The Episodic Memory Group


European Research Council Consolidator Grant (Oct 2019 - Sep 2024; €1.95M):
Making Sense of the World: Cognitive and Neural Processes Underpinning how we Perceive, Comprehend and Remember Events
Acronym: “EVENTS”

During our waking lives we are continuously exposed to a vast amount of information about the world around us. Yet somehow we make sense of this information and we consciously experience a coherent and ordered world, where life proceeds in a sequence of events with recognisable beginnings and ends. How the human mind manages to re-process continuous experience into these event-units is remarkably poorly understood. To date, the field has been held back by the significant methodological challenges to studying complex mental processes operating in naturalistic situations. The EVENTS project will address these challenges in an ambitious and interdisciplinary programme of research, involving behavioural studies (including immersive virtual reality), cutting-edge functional MRI and neuropsychology in specialised populations. Across a series of studies, EVENTS will establish how information processed in independent neural modules is combined within a mental “event model”, which is an overarching representation of the important features of any given situation. The project will discover how event models are updated and how they are instantiated in the brain. EVENTS will also define how event models shape our perception and memory of everyday situations and how they interact with stored knowledge. Finally, we will integrate these novel findings with previous disparate lines of evidence into a neurocognitive model of event processing. The knowledge generated by EVENTS will have far-reaching impact across the social, cognitive and neuro- sciences, shedding light on long-standing debates about how we internally represent the external world, how beliefs about the state of the world interact with how we perceive and remember events, and on how we perceive the passage of time. Moreover, the development of a detailed cognitive and neural model of event processing will represent a vital step towards a mechanistic account of conscious experience.

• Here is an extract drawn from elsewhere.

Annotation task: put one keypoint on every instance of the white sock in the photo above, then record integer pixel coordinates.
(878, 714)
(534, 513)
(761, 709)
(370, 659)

European Research Council Starting Grant (Feb 2014 - Apr 2019; €1.17M):
Fast transformation between episodic and semantic memories: Interactions between the hippocampal formation and related regions and their breakdown in Alzheimer’s disease
Acronym: “TRANSMEM”

Our memories define who we are and allow us to live independently. Conscious memory is commonly split into two components; “episodic memory” for events that are specific in time and place, and “semantic memory” for our conceptual knowledge about the world. The acquisition of both episodic and semantic memories depends upon the hippocampal formation (HF) and its interactions with other brain regions. Disruption to this brain system causes dramatic memory impairment, notably in the case of Alzheimer’s disease (AD). Current theories propose that episodic and semantic memory are either neuroanatomically inseparable, are independent, or that there is a gradual transformation from episodic to semantic over time. These theories fail to account for experimental evidence demonstrating the dynamic nature of human memory. TRANSMEM comprises a series of experiments designed to test a novel hypothesis; that semantic memory comprises high-level “structures” as well as “elements”, and memories for events are rapidly transformed between episodic and semantic representations and vice versa. In doing so, TRANSMEM will answer fundamental questions about the human mind, such as “Why do we remember certain things but not others?”, and “How do we store and retrieve our memories for the past?” Innovative methods, including the use of video clips and virtual reality, will be used to investigate memory for realistic materials. In a fully interdisciplinary approach, I will employ cutting-edge fMRI techniques and neuropsychology to establish how the HF interacts with other brain regions to mediate these transformations and how these processes break down in AD. Completion of the TRANSMEM project will lead to major advances in research and practice in experimental and clinical psychology, cognitive and behavioural neuroscience, neurology, and will be of interest to all scholars of the complexities of human mind.